I’m totally tempted to just go to bed now, but I have a long day tomorrow and I don’t want to nap now and end up wide awake in the middle of the night, then fall asleep at 545am only to be awakened too early because some IDIOT is hammering outside.
(There should be a law. No one should ever be allowed to hammer before 10am. It’s just rude!)
OK, now it’s many hours later. Aidan’s dad got an iPod touch, and Aidan’s figured out how to use Facetime to call me. He’s been calling me every night to Facetime and it’s been neat. He can show me things he’s talking about and vice versa. It’s also nice to see his face. Tonight, he called while I was writing this entry, therefore giving me something to do instead of going to bed way too early.
Here’s something really cool. Aidan is on Honor Roll, and he just got his best report card EVER. He’s getting awards left and right. He said he loves school and apparently he is thriving there. I’m excited for him and I hope he continues to love school and learning as much as he does now. Unfortunately, I peaked in third grade and things went downhill from there. I hope that’s not the case with Aidan. At any rate, now I have a bonafied excuse to give him surprises and to do something special for him!
Teacher training was hard for me today. I was already moody (although getting an entire train car from Chicago to Division was pretty neat). I got to the stuido later than usual and ended up way in the back when I usually sit in the front. I don’t like sitting in the back. It makes me tired and I feel less connected. I feel like I’m lost in the shuffle. I had different teaching partners which was nice, but I did miss Christine. I was fatigued and I just could NOT get on track with the teaching practice! I know I’m new and I can’t expect to be perfect (heck, even teachers with many years of experience mess up sometimes!), but today I felt like it was especially awkward.
I know what was weird for me. Today, I actually taught a small group (OK, two people) instead of just one. I got all discombobulated because:
1.) I was teaching some poses I’d never taught before. (Although that never tripped me up quite as much as it did today.)
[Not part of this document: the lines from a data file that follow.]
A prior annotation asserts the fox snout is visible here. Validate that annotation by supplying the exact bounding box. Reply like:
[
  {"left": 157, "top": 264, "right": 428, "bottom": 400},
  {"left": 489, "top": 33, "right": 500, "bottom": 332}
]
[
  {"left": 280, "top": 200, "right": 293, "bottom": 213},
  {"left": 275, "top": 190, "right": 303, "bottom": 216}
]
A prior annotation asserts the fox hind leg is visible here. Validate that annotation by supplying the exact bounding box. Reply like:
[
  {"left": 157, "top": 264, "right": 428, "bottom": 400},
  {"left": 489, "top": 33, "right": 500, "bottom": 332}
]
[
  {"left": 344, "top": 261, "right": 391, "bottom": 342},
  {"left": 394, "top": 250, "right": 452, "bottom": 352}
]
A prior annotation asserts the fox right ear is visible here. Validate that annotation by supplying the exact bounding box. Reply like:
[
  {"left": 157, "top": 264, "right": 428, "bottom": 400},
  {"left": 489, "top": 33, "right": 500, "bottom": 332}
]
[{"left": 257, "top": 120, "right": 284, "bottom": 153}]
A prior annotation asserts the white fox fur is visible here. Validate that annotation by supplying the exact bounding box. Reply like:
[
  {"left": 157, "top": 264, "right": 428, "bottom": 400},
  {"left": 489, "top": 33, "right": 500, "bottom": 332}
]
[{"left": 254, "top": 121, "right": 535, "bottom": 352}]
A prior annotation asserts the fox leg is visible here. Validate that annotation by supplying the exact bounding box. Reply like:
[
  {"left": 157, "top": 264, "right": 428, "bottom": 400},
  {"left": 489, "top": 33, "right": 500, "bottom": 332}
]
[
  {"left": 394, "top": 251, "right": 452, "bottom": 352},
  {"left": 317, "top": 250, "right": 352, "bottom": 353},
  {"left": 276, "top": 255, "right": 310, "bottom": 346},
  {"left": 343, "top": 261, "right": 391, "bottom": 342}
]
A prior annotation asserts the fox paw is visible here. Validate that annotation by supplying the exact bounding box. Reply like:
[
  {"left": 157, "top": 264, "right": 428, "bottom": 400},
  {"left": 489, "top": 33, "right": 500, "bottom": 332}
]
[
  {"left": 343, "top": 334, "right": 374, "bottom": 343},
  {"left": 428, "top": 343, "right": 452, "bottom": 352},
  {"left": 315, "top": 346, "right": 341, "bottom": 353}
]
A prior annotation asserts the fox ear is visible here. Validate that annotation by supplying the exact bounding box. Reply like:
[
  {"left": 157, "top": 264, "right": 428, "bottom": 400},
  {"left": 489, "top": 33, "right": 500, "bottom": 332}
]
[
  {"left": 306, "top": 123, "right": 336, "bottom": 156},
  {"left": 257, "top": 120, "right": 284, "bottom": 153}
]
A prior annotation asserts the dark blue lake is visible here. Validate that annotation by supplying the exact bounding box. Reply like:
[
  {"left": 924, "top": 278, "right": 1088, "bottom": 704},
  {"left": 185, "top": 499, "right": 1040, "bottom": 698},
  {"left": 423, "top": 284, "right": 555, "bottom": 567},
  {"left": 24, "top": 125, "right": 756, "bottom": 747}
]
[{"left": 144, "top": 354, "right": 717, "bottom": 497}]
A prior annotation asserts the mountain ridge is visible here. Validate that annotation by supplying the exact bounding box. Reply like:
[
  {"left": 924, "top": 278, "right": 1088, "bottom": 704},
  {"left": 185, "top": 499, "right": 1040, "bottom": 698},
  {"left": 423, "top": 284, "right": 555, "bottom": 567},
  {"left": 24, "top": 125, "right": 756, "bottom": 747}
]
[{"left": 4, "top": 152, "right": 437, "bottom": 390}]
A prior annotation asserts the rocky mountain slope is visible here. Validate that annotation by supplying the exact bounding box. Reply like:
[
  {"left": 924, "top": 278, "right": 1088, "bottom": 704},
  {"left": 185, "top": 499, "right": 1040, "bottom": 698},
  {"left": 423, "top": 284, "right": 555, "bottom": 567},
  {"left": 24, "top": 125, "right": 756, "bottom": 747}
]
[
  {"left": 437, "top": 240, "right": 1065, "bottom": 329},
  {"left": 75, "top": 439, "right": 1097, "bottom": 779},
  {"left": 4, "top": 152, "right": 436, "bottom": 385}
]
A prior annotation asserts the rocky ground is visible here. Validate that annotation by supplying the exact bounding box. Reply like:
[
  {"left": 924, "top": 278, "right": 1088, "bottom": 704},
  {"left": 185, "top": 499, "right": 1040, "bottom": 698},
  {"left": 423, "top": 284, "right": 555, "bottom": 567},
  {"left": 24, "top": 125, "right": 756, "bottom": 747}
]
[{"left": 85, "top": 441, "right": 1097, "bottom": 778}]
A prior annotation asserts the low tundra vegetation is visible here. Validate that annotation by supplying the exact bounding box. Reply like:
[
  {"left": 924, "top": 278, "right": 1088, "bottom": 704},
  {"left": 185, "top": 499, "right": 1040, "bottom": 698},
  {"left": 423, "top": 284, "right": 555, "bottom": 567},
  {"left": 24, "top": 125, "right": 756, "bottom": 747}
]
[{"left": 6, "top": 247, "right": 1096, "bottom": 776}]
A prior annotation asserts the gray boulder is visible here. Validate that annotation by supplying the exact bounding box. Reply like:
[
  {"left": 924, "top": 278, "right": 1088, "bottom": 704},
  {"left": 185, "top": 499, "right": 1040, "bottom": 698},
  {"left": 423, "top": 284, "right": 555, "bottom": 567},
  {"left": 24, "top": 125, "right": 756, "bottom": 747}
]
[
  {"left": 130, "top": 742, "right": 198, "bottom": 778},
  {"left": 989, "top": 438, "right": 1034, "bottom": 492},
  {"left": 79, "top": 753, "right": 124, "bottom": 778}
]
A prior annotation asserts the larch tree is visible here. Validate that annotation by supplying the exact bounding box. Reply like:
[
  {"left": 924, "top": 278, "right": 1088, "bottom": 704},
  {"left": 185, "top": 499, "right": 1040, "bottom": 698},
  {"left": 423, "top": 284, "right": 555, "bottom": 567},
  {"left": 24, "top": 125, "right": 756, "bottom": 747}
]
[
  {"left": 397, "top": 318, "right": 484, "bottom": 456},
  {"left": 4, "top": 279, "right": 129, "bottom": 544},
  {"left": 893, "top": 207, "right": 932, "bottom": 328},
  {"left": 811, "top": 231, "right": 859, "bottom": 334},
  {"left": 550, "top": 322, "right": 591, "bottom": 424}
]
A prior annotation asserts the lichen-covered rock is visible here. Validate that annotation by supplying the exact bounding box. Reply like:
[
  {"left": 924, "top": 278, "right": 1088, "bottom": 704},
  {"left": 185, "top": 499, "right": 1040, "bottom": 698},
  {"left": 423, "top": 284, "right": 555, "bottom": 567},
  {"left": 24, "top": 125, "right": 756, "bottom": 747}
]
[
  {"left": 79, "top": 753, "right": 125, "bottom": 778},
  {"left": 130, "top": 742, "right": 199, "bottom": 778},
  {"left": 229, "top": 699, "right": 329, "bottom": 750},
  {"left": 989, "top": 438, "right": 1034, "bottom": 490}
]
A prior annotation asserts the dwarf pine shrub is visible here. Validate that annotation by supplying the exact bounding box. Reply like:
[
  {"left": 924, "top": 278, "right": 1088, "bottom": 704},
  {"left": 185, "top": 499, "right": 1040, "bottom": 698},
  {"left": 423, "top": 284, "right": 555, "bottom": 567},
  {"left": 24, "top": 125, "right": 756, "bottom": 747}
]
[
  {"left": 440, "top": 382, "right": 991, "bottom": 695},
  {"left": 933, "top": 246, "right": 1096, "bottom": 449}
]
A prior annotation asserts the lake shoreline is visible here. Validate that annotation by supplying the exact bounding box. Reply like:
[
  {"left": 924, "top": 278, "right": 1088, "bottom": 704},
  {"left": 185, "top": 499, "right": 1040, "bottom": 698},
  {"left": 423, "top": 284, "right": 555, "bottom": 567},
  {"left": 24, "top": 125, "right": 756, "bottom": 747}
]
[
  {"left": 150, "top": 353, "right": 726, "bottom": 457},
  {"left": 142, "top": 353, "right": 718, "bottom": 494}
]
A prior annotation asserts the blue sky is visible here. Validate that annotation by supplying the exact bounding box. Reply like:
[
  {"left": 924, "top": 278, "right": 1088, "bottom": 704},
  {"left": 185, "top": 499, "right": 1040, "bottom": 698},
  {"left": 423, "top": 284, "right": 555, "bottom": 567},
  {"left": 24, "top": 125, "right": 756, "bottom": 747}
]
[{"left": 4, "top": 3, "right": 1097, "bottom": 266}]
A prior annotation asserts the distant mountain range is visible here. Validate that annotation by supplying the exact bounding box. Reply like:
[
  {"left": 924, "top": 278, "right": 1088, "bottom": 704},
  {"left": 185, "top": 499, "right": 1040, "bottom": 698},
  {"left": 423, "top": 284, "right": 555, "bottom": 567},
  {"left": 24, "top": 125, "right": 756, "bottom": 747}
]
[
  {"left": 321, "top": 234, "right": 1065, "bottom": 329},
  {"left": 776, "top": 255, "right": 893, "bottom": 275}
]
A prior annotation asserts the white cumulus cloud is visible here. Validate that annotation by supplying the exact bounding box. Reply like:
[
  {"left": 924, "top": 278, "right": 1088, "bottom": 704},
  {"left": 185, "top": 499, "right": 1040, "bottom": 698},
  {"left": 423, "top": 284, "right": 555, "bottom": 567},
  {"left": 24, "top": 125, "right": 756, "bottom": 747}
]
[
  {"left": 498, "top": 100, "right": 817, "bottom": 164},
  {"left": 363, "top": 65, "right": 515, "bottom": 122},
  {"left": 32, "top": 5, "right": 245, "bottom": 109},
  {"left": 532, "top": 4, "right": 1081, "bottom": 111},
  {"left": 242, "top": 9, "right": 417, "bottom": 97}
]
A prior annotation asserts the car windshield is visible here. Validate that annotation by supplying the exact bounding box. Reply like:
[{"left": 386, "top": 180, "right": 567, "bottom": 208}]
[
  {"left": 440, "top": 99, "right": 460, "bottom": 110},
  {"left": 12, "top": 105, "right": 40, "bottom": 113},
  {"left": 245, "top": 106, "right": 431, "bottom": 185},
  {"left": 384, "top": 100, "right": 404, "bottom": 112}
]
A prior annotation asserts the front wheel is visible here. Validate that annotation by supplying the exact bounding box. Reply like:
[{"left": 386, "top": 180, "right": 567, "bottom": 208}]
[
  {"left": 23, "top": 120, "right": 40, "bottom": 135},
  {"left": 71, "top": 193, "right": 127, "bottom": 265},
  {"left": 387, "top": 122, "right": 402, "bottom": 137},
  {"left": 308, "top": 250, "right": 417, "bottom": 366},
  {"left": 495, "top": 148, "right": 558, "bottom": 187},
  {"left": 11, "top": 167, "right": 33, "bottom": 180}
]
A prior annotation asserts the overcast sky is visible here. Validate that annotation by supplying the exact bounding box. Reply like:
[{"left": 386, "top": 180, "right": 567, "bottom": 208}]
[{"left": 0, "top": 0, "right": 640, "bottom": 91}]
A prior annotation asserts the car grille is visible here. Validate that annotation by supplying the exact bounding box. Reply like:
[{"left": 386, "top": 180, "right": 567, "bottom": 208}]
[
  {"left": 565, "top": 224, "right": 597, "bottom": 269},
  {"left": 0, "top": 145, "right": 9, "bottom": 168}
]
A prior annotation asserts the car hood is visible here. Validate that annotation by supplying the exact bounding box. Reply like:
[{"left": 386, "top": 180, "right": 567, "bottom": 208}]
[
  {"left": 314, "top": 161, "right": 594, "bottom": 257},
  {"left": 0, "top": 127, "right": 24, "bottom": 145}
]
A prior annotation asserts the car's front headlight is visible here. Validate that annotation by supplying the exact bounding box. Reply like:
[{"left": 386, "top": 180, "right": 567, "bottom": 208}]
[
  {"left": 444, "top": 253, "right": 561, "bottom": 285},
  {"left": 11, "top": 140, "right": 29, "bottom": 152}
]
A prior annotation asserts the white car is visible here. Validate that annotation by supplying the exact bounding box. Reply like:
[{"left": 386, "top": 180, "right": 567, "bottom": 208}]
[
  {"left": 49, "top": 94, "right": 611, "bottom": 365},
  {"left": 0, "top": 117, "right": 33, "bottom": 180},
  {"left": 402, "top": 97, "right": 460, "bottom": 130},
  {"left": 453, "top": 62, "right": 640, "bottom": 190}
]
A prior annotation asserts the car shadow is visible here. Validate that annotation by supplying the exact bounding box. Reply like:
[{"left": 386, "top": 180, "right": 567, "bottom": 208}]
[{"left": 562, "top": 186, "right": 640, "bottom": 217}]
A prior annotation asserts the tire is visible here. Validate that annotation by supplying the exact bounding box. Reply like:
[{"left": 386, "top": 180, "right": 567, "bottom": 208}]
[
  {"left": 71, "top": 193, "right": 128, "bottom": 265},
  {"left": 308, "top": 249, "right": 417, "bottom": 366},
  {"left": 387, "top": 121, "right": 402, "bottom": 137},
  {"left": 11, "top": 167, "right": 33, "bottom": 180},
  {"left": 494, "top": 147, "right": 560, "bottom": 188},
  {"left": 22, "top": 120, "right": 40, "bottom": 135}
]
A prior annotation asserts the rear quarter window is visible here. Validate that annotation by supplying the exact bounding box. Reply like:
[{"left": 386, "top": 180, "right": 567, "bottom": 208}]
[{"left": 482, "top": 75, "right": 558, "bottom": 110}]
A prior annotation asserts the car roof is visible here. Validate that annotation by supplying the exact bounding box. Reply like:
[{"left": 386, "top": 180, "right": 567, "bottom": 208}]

2.) It was WEIRD telling people to do moves and having them silently do them. I got all insecure like “Oh my God, I hope they don’t think I’m dumb. Oh God, what comes next? I can’t remember! Where are my notes? AH HELP! Oh boy, I am doing terribly at this!”
How in the world do I get over that feeling? I guess I have 12 months to figure it out.
And then there is the food. We talk a LOT about food every week, and part of the curriculum is to watch Supersize Me and Food, Inc. You know who’s thrilled about that? Adam. (Not really.) He already knows I have food issues, he already knows how hard it is to keep me fed. I’m pretty sure this journey is going to be a challenge when it comes to eating. It already is in some aspects. So the thought of dealing with *that* is making me tired.
And all the racism stuff. My head aches from everything that’s been going on. Like the Hunger Games. The number of people upset that some of the characters in the movie AND book were black is sad and disturbing (because hello, can’t they read?), but not necessarily shocking for me. Yeah, it bothers me, but honestly, I’m used to being part of a world where some people think I am less than and will do everything in their power to make sure I stay that way. The attitudes of some people, and their vehement denial about life in this country for minorities don’t surprise me, but their absolute unwillingness to open their minds just the tiniest amount so they can listen and learn instead of trying to point the finger and place blame on others really bugs me. I have a lot of things to say about it, but I think I’ll save it for another post. Not in the mood to get too deep tonight.
I know what I need. I need some sun combined with warmer temps, hugs from Aidan (coming Friday YAY!), and a massage. A good sleep (without wailing cats, loud sexing neighbors, an overactive bladder, and random people pounding with hammers to wake me up) would be nice, too (but that’s not going to happen).
At least tomorrow I will see family, eat sushi, and make some $$. Oh and it’s payday. Woohoo!